Damon's two-run triple in the sixth made it 5-0 and chased Cubs starter Glendon Rusch (5-2). Kevin Millar started the rally with a leadoff single to left and scored when Wakefield forced Mark Bellhorn at second for the inning's second out. Damon tripled to left-center, driving in Doug Mirabelli and Wakefield.
After allowing five runs in his previous four starts, Rusch gave up 11 hits in 5 2/3 innings and tied a season high with seven strikeouts.
The Red Sox had 17 hits, the most allowed by the Cubs this season.
"They got one clutch hit obviously in the sixth that hurt us," Rusch said. "Other than that, the solo homers you can take. I don't think you can ever knock yourself out of the game giving up two or three solo home runs. But when you give up the big inning like I did in the sixth, that takes us out of the game."
After scoring 21 runs in the first two games of the series, the Cubs couldn't figure out Wakefield's knuckleball. Wakefield had been 2-5 with a 6.97 ERA in his previous seven starts.
"We were just dying for a solid start," Boston manager Terry Francona said. "He pitched great. He contributed with his bat, on the bases. He was outstanding, and we needed it."
Wakefield singled, scored and drove in a run. He joked that as he was running from first to home, the only thought crossing his mind was, "Oh my God. I hope I have enough gas to make it."

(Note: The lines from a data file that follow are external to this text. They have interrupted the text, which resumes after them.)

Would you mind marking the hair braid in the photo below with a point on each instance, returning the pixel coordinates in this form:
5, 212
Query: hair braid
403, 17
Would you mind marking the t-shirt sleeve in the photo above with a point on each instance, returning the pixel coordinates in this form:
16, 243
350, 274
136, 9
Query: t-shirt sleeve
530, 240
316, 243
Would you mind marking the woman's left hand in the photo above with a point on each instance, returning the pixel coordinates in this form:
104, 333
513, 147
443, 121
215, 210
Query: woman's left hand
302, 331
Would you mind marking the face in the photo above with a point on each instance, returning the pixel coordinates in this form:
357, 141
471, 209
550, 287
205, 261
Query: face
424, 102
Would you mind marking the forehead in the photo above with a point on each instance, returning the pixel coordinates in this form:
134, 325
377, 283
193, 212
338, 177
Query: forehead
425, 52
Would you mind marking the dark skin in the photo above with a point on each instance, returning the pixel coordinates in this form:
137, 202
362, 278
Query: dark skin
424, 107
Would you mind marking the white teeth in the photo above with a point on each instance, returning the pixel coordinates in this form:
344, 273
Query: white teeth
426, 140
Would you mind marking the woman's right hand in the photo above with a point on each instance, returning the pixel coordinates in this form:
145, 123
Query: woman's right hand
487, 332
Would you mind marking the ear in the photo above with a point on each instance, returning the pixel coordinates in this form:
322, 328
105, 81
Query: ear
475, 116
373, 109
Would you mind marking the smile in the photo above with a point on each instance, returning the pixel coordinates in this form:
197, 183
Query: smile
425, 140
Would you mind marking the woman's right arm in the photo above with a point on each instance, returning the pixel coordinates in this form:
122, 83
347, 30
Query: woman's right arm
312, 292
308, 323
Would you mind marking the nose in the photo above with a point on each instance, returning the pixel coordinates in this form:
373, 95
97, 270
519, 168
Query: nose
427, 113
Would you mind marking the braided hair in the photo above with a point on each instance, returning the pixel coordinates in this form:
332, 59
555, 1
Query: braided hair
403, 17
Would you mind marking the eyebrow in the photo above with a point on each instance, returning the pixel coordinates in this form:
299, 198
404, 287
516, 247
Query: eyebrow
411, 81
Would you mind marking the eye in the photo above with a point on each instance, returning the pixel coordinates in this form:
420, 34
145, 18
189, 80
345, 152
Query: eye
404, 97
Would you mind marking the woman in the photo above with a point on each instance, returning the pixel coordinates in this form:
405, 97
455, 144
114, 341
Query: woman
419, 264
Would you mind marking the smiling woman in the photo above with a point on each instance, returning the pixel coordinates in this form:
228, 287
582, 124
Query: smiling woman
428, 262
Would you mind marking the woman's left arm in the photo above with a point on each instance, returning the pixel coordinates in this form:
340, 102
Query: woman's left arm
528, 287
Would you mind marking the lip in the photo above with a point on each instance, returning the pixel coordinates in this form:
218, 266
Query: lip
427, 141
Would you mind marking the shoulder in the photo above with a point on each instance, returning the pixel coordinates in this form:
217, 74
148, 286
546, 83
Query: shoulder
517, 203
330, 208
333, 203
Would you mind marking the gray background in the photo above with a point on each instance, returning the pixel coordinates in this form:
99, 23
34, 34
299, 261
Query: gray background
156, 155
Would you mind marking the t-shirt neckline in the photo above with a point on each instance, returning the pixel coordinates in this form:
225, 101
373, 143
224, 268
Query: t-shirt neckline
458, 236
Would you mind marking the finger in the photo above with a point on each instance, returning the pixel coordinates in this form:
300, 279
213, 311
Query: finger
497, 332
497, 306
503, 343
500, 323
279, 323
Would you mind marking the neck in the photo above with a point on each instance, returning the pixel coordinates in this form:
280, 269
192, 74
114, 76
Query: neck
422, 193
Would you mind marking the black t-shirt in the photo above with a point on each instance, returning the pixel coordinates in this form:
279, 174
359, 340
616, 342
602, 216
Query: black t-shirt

He had plenty in his tank Sunday.
- Cubs pitcher Carlos Zambrano does not expect to miss his next start after spraining his left big toe on an awkward slide into second base Saturday night. "(Saturday) night, when I got home, it was better," said Zambrano, who is scheduled to start Friday against the Yankees in New York.
- Cubs RHP Kerry Wood, on the DL with a sore shoulder, is scheduled to make a rehab start Monday at Triple-A Iowa.
- Mirabelli, who had been on the DL since May 20 with a sprained left wrist, started for Boston after being activated from the DL before the game. The Sox sent catcher Kelly Shoppach to Triple-A Pawtucket.
- Francona will miss Monday's home game against Cincinnati to attend his daughter's high school graduation.
- David Ortiz, Trot Nixon and Bill Mueller were not in the starting lineup.